Satire may primarily create laughter but essentially has a moral purpose. It is a typical function to correct the folly or immorality in humanity or the human institutions. Satire would not be directed at physical deformities of individuals but oriented towards the reform by ideally provoking a kind of response of fulfillment. Satire has been justified as a corrective of human vice and folly by those who practice it.
English satire has been written in every period regarded as a favored classical literary genre beginning with the Middle English Ages, along with the most famous and effective satires of the seventeenth and eighteenth centuries, and the present. Satires persists today, particularly in works (including films) whose subjects are political figures, situations, or institutions.

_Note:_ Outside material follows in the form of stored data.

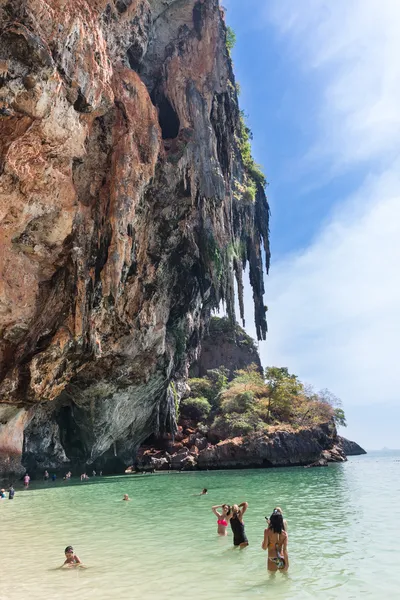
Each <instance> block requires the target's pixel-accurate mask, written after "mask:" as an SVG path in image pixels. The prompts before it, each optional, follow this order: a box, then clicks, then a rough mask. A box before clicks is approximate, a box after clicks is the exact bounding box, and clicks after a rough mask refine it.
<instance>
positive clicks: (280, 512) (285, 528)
mask: <svg viewBox="0 0 400 600" xmlns="http://www.w3.org/2000/svg"><path fill="white" fill-rule="evenodd" d="M248 506H249V505H248V503H247V502H242V503H241V504H233V505H232V506H230V505H229V504H219V505H217V506H213V507H212V508H211V510H212V511H213V513H214V514H215V516H216V517H217V533H218V535H220V536H226V535H228V526H229V525H230V526H231V529H232V533H233V545H234V546H235V547H238V548H240V549H243V548H246V546H248V545H249V541H248V539H247V536H246V532H245V529H244V520H243V516H244V514H245V512H246V510H247V509H248ZM218 509H220V510H218ZM265 518H266V520H267V523H268V527H266V529H265V530H264V538H263V541H262V544H261V547H262V549H263V550H267V551H268V565H267V567H268V570H269V571H287V570H288V568H289V556H288V550H287V546H288V534H287V522H286V520H285V519H284V518H283V514H282V509H281V508H280V507H279V506H277V507H276V508H275V509H274V511H273V513H272V515H271V516H270V517H269V518H268V517H265Z"/></svg>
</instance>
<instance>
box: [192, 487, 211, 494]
mask: <svg viewBox="0 0 400 600" xmlns="http://www.w3.org/2000/svg"><path fill="white" fill-rule="evenodd" d="M207 493H208V492H207V488H204V489H203V490H202V491H201V492H200V494H193V496H205V495H206V494H207Z"/></svg>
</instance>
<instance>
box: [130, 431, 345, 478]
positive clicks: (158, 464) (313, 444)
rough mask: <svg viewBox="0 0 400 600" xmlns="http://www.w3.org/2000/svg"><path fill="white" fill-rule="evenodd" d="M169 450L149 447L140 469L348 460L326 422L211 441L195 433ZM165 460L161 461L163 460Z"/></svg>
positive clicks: (267, 466) (269, 465)
mask: <svg viewBox="0 0 400 600" xmlns="http://www.w3.org/2000/svg"><path fill="white" fill-rule="evenodd" d="M175 450H176V451H175V452H173V448H172V447H169V448H168V450H167V451H161V450H154V449H145V450H143V451H142V452H141V453H140V454H139V457H138V462H137V465H136V466H137V468H138V469H139V470H144V471H146V470H153V469H156V470H157V469H159V468H161V469H166V468H169V469H175V470H183V471H187V470H193V469H194V468H197V469H243V468H257V467H258V468H269V467H288V466H312V467H314V466H326V465H327V464H328V463H329V462H344V461H346V457H345V455H344V453H343V451H342V450H341V448H340V447H339V446H338V445H337V433H336V427H335V425H334V424H333V423H326V424H324V425H319V426H316V427H313V428H310V429H303V430H300V431H288V430H281V431H279V430H277V431H275V432H273V433H269V434H263V435H261V434H259V435H253V436H250V437H248V438H241V437H238V438H233V439H229V440H224V441H221V442H219V443H218V444H215V445H213V444H211V443H209V442H207V440H206V439H205V438H203V437H202V436H201V433H195V434H192V435H191V436H189V437H187V438H186V439H184V440H183V444H181V448H178V449H177V448H176V447H175ZM160 460H161V461H163V462H162V463H160V462H159V461H160Z"/></svg>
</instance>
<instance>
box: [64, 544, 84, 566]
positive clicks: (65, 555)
mask: <svg viewBox="0 0 400 600" xmlns="http://www.w3.org/2000/svg"><path fill="white" fill-rule="evenodd" d="M64 553H65V561H64V563H63V564H62V565H61V567H60V569H62V568H63V567H69V568H71V567H82V568H85V565H84V564H83V563H82V561H81V559H80V558H79V556H77V555H76V554H75V552H74V549H73V547H72V546H67V547H66V548H65V550H64Z"/></svg>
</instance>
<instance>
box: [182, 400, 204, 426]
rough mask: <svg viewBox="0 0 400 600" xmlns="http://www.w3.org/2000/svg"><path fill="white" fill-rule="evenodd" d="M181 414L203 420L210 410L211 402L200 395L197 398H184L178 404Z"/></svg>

Satire can be categorized into two major categories – direct (formal) and indirect. Direct satire is spoken out in the first person “I” addressing either to the readers or to the character within the work itself, who is called the adversaries with the function to provoke and guide the satiric speaker’s comments. These two types of satires are named from the great Roman satirists Horace and Juvenal. Horatian satire pokes fun at humble foils with a witty, even indulgent tone, and Juvenalian satire, denounces human vice and error in dignified and solemn tones.

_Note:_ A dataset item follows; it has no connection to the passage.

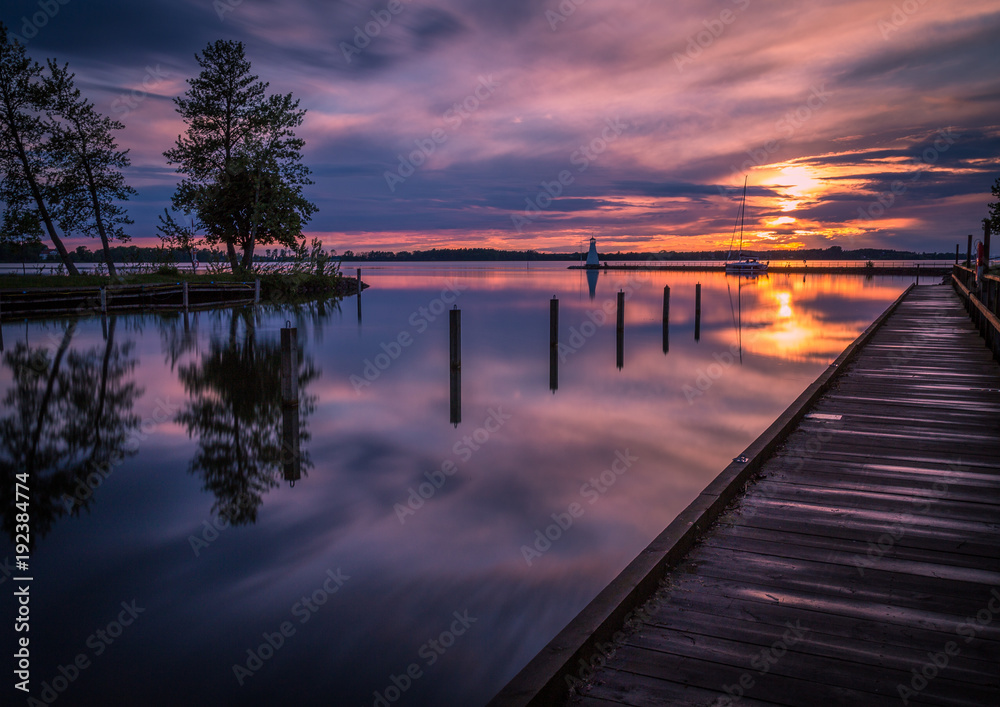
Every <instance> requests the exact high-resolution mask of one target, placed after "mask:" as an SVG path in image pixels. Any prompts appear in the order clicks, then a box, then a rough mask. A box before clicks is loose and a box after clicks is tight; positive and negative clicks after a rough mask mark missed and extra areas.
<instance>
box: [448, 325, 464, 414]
mask: <svg viewBox="0 0 1000 707" xmlns="http://www.w3.org/2000/svg"><path fill="white" fill-rule="evenodd" d="M448 329H449V334H450V346H449V353H450V356H449V358H450V359H451V424H453V425H455V427H458V424H459V423H460V422H461V421H462V310H460V309H459V308H458V306H457V305H455V306H453V307H452V309H451V311H449V312H448Z"/></svg>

Indirect satire is cast in the form of a narrative instead of direct address. One type of indirect satire is Menippean satire. This is named for its Greek originator, the philosophical Cynic Menippus. It is sometimes called Varronian satire. It is the most common form of satire as its effect is achieved not through direct condemnation but rather through modes of presentation and representation. For instance, authors may make up their points through exaggeration and non-sequitur. Furthermore, satire is often as pointed in what it doesn’t say as in what it does.